A/N: Sorry that this is a day late. :( Just wanted to reread it before it got posted. Hope you enjoy and please review!
A Word About the Series: This is the first part of a continuing post-LOTR series named "The Meribor Chronicles". They don't have to be read in order, but as I write more of them, I might reference other stories. It will include both book and movie verse.
Disclaimer: Not mine!
Year Two: Old Friends
It was a beautiful day in Ithilien.
The golden woods surrounding the city blushed under the soft evening light and the sweet chirping of birds mixed with the melodious voice of the fair elf sitting on Éowyn's porch. Earlier that afternoon, the elf had told her to listen closely and she would hear the songs of every beast and plant in Middle-Earth. Try as she might, the only thing she could hear besides the birds and the elf was the whispering of the faintest breeze.
"It is no use, my lord. The only creature I hear singing is you," said Éowyn shortly as she sprang to her feet. Normally she would be far more courteous but her nerves had been on edge ever since she had learned that she was pregnant with her sixth child.
"You are not trying," the elf replied calmly.
"Yes I am!" Éowyn snapped. She sounded like a spoiled child, even to her own ears. With a sigh of frustration, she settled back into the chair she had vacated moments earlier and cupped a hand around her swollen belly. As if on cue, a tiny foot slammed into the wall of her stomach. "I do not think my baby is very happy with you," she commented.

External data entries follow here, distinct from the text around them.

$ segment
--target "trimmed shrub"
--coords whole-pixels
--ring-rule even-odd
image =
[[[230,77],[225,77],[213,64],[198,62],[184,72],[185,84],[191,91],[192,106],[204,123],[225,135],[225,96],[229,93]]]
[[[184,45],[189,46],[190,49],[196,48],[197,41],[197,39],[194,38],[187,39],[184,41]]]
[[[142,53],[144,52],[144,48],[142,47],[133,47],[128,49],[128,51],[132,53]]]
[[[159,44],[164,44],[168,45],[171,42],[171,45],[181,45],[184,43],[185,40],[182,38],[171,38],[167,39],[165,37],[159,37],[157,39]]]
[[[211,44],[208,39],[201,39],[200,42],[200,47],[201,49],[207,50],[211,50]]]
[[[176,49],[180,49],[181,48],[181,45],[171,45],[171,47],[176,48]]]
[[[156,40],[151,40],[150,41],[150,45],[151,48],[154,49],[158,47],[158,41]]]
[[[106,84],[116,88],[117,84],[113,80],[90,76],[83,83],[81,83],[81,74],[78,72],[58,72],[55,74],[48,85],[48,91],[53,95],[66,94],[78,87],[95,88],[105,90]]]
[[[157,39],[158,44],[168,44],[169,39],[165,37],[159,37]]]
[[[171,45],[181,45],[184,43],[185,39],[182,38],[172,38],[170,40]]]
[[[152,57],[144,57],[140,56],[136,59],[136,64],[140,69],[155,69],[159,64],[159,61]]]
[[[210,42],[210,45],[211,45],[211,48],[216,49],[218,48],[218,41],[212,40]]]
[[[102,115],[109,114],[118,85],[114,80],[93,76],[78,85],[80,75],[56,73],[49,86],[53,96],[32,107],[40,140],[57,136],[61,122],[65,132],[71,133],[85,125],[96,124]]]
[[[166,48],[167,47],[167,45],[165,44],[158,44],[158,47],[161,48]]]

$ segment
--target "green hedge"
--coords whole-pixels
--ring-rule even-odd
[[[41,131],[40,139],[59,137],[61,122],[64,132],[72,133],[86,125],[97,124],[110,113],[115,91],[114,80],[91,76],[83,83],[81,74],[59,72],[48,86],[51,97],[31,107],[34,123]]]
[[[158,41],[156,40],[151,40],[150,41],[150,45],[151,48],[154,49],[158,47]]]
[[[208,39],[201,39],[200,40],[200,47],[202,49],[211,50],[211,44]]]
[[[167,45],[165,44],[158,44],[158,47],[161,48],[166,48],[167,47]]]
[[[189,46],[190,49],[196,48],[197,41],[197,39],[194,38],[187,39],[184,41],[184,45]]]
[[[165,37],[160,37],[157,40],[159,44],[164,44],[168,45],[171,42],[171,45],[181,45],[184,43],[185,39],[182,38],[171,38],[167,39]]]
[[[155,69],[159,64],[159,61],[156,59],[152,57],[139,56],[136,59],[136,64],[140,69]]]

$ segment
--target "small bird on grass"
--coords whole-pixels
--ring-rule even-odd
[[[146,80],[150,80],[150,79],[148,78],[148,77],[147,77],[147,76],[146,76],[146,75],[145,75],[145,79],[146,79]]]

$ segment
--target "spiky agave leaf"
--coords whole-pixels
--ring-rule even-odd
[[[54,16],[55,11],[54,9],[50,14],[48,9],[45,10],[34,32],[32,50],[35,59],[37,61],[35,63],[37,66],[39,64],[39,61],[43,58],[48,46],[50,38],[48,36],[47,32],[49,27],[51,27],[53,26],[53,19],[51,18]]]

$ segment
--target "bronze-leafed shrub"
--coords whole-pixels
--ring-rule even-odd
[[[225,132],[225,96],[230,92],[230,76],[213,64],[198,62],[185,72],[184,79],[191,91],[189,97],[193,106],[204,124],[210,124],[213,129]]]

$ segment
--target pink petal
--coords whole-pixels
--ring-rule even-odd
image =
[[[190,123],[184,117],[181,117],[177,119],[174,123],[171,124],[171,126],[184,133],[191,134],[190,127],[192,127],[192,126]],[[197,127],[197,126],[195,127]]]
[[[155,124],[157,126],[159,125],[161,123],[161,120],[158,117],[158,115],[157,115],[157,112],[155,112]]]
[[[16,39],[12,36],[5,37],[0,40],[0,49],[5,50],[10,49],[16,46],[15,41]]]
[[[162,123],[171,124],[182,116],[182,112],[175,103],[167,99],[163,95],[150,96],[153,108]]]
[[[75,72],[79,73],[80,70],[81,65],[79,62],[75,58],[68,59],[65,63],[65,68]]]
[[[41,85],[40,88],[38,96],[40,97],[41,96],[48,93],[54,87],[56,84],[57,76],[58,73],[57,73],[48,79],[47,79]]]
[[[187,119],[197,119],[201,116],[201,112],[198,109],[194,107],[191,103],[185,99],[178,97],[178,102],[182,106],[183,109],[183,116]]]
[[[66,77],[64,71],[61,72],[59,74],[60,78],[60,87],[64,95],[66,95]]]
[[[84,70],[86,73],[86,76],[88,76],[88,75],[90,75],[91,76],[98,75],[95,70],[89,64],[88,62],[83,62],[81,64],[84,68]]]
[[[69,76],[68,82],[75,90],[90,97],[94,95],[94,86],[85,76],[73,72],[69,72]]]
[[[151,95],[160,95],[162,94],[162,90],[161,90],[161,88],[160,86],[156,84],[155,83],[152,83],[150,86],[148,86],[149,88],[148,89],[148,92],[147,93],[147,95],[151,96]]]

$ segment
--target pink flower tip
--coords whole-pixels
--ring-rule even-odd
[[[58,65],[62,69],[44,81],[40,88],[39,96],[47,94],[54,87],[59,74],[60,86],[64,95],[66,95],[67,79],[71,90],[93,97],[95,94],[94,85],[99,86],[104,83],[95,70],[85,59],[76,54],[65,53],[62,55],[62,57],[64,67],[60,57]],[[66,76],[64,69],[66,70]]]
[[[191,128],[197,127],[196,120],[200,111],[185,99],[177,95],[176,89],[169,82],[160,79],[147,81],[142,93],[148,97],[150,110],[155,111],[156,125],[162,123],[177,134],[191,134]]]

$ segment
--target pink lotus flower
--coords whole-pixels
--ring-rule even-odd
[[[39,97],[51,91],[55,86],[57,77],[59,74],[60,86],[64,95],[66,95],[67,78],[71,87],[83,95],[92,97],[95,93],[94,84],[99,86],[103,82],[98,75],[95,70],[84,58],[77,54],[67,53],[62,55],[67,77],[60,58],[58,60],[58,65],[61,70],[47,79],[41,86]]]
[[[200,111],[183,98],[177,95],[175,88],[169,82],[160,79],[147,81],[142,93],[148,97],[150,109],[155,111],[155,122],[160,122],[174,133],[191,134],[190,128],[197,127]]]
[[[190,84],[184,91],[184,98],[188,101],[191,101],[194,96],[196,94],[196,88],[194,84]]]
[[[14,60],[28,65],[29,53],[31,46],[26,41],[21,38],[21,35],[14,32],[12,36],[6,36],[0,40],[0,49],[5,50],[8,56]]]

"It is not my fault. She is tired of being trapped in a dark cave," the elf said with a shudder.
"He. It is a boy, not a girl." Éowyn pronounced the words with such certainty that the golden-haired elf raised an eyebrow.
"I have never understood why human women claim to know the gender of their child," he admitted.
"It is not a claim, it is a fact," she proclaimed. "What about elves?"
"I would not know. I have never seen a pregnant elf."
Éowyn bit her lip to hide her amusement. "Need I remind you of when Arwen was with child?"
"Valar no," muttered Legolas darkly. "There was a lot of screaming and I left Minas Tirith in worse condition than when I arrived."
Éowyn smiled. She had never been close friends with the elf during the War of the Ring, even though he had hardly left Aragorn's side. She had respected him as a warrior and, truth be told, she had always been a little awed by him. Even as a little girl sitting on her uncle's knee, she had loved the ancient stories about the elves. Meeting one had been exciting and intimidating. Legolas' elf colony now put Éowyn close to others.
"Let us try one more time. I will not sing," Legolas said, rudely breaking into her thoughts.
She groaned loudly but did not protest. Without the elf's voice, the world suddenly seemed less colorful. Éowyn closed her eyes like Legolas had instructed her a thousand times and leaned back against her chair.
"I hear nothing," she said impatiently after a few moments. "Perhaps the songs only present themselves to elves."
"Possibly. Aragorn's brothers tried to teach him." The elf lapsed into silence and she decided not to press.
Éowyn was still not used to hearing the word "brothers" come out of Legolas' mouth in reference to the king of Gondor. She knew that Aragorn had been raised in Rivendell for a time. Still, for all their years of friendship, she knew little of his life among the elves.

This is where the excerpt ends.